Greg Schneider / Washington Post – 2005-04-01 23:15:37
http://www.sfgate.com/cgibin/article.cgi?file=/chronicle/archive/2005/04/01/BUGH4C1LLI1.DTL&type=business
(April 1, 2005) — Environmentalists aren’t the only ones applauding the stumbling sales of big SUVs and pickups in the face of high gas prices.
Groups of conservative Republicans see an opportunity to step up a campaign to promote alternative-fuel vehicles and wean the nation from dependence on foreign oil. While skeptical about links between autos and global warming, the conservatives have concluded that cutting gasoline consumption is a matter of national security.
A who’s who of right-leaning military hawks — including former CIA Director James Woolsey and Iraq war advocate Frank Gaffney — has joined with environmental advocates such as the Natural Resources Defense Council to lobby Congress to spend $12 billion to cut oil use in half by 2025.
The alliance highlights how popular sentiment is turning against the gas-guzzling culture of the past decade and how technologies such as gas-electric hybrids are finding increasingly widespread support.
“I think there are a number of things converging,” said Gary Bauer, a former Republican presidential candidate and former head of the Family Research Council who has signed on to a strange-bedfellows coalition of conservatives and environmentalists called Set America Free. “I just think reasonable people are more inclined right now to start thinking about ways our country’s future isn’t dependent on … oil from a region where there are a lot of very bad actors.”
The war in Iraq and escalating terrorism in the Middle East have shaken Americans’ faith in cheap, plentiful gasoline. The average price of a gallon of regular gasoline nationally reached $2.15 on Wednesday, according to the AAA Fuel Gauge report, and benchmark crude oil closed at $55.40 per barrel on Thursday, compared with $36.25 a year ago. Last week, a survey sponsored by the nonpartisan Civil Society Institute in Boston found that two-thirds of Americans feel it is patriotic to buy a more fuel-efficient vehicle.
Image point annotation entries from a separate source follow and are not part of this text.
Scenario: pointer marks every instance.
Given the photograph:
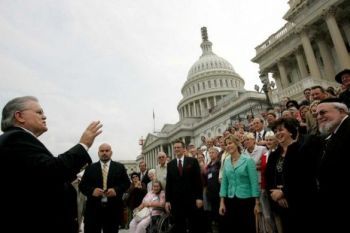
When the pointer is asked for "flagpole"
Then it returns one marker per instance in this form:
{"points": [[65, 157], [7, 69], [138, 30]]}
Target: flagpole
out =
{"points": [[154, 122]]}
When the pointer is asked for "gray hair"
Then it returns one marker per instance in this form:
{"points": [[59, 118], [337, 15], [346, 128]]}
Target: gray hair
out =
{"points": [[14, 105], [341, 106]]}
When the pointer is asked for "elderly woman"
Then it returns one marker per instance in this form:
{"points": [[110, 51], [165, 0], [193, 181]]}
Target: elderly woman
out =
{"points": [[152, 177], [155, 200], [239, 191], [290, 177]]}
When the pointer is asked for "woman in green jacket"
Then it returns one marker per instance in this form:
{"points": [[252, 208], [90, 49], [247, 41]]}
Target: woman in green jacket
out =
{"points": [[239, 190]]}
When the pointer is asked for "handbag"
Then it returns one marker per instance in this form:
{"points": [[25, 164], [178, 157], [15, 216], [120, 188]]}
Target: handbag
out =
{"points": [[141, 214]]}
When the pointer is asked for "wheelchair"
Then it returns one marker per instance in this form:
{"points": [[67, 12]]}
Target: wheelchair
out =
{"points": [[161, 224]]}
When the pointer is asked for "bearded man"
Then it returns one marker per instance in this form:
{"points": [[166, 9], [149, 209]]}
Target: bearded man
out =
{"points": [[333, 121]]}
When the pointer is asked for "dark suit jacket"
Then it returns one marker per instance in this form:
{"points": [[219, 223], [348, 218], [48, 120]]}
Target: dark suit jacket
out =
{"points": [[183, 190], [145, 179], [117, 178], [333, 179], [32, 180]]}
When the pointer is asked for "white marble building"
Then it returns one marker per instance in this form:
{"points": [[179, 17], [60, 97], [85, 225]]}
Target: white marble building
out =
{"points": [[213, 97], [309, 50]]}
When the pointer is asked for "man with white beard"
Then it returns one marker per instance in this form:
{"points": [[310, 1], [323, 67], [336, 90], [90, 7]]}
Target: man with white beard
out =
{"points": [[333, 176]]}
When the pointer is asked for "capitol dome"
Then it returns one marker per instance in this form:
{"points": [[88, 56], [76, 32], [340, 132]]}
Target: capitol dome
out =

At the same time, the success of the Toyota Prius and the Ford Escape Hybrid has demonstrated that drivers don’t have to sacrifice fun, performance or status to achieve better gas mileage.
The Civil Society survey of more than 1,000 people — evenly divided between men and women — found that nearly two-thirds worry that Japanese and other foreign automakers are pulling ahead of their US counterparts in alternative-fuel technology. Such fears are changing many long-standing positions on the issue of fuel economy. While Democrats have rallied against America’s oil dependence — Sen. John Kerry, D-Mass., termed the issue a national emergency during last year’s presidential campaign — Republicans have been more likely to advocate further exploration for oil reserves than to sound the alarm about the need for new technologies.
On Monday, 31 national security experts wrote to President Bush on behalf of the Energy Future Coalition, a nonpartisan think tank founded in 2001, calling for the development of alternative-fuel vehicles. The group included prominent Republicans — such as Robert McFarlane, President Ronald Reagan’s national security adviser, and Boyden Gray, White House counsel for President George H.W. Bush — as well as Democrats, including former Colorado Sen. Gary Hart.
Environmental advocates at the Natural Resources Defense Council said they were surprised late last year when several conservative groups called about working together to promote alternative-fuel vehicles. The idea of using federal funding to encourage industry to change, instead of just handing out punishment for not meeting fuel-efficiency guidelines, was especially attractive, said David Doniger, policy director for the group’s Climate Center.
“Our belief is that there is a lot of merit to policies that I guess you’d call carrot-and-stick policies,” he said. “You need the limits on pollution … but in addition, we recognize that the industry could benefit from some incentives to convert technology more quickly and at lower cost.”
Such legislation “may be both more enactable and more successful than focusing only on the limits, or on the stick, so to speak,” Doniger said.
The United Auto Workers also has come around to accepting the need for alternative-fuel vehicles. The union has long viewed efforts to boost federal gas mileage standards as a threat to Detroit’s success with truck and SUV sales, and as bad for US jobs.
Now the union sees a new threat from the increasing popularity of foreign-produced hybrid and advanced diesel technology, which a recent University of Michigan study said could cost the United States as many as 200,000 jobs.
So the union, in cooperation with the nonpartisan National Commission on Energy Policy, has begun promoting a proposal for a federal program to encourage US manufacturers to develop alternative-fuel technology and keep those jobs here. “The guts of what we’re proposing — which is really an investment tax credit — that’s not a Republican or Democrat idea.
That’s sort of motherhood and apple pie to business folks and conservative folks. In theory, I do think we have support across the political spectrum to this type of approach,” said Alan Reuther, legislative director at the union.